One solution which avoids MultiIndex is to create a new datetime
column setting day = 1. Then group by this column.
df = pd.DataFrame({'Date': pd.to_datetime(['2017-10-05', '2017-10-20', '2017-10-01', '2017-09-01']),
'Values': [5, 10, 15, 20]})
# normalize day to beginning of month, 4 alternative methods below
df['YearMonth'] = df['Date'] + pd.offsets.MonthEnd(-1) + pd.offsets.Day(1)
df['YearMonth'] = df['Date'] - pd.to_timedelta(df['Date'].dt.day-1, unit='D')
df['YearMonth'] = df['Date'].map(lambda dt: dt.replace(day=1))

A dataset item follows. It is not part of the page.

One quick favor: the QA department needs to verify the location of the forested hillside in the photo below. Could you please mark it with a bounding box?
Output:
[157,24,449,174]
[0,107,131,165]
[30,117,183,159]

df['YearMonth'] = df['Date'].dt.normalize().map(pd.tseries.offsets.MonthBegin().rollback)
Then use groupby
as normal:
g = df.groupby('YearMonth')
res = g['Values'].sum()
# YearMonth
# 2017-09-01 20
# 2017-10-01 30
# Name: Values, dtype: int64
pd.Grouper
The subtle benefit of this solution is, unlike pd.Grouper
, the grouper index is normalized to the beginning of each month rather than the end, and therefore you can easily extract groups via get_group
:
some_group = g.get_group('2017-10-01')
Calculating the last day of October is slightly more cumbersome. pd.Grouper
, as of v0.23, does support a convention
parameter, but this is only applicable for a PeriodIndex
grouper.
An alternative to the above idea is to convert to a string, e.g. convert datetime 2017-10-XX
to string '2017-10'
. However, this is not recommended since you lose all the efficiency benefits of a datetime
series (stored internally as numerical data in a contiguous memory block) versus an object
series of strings (stored as an array of pointers).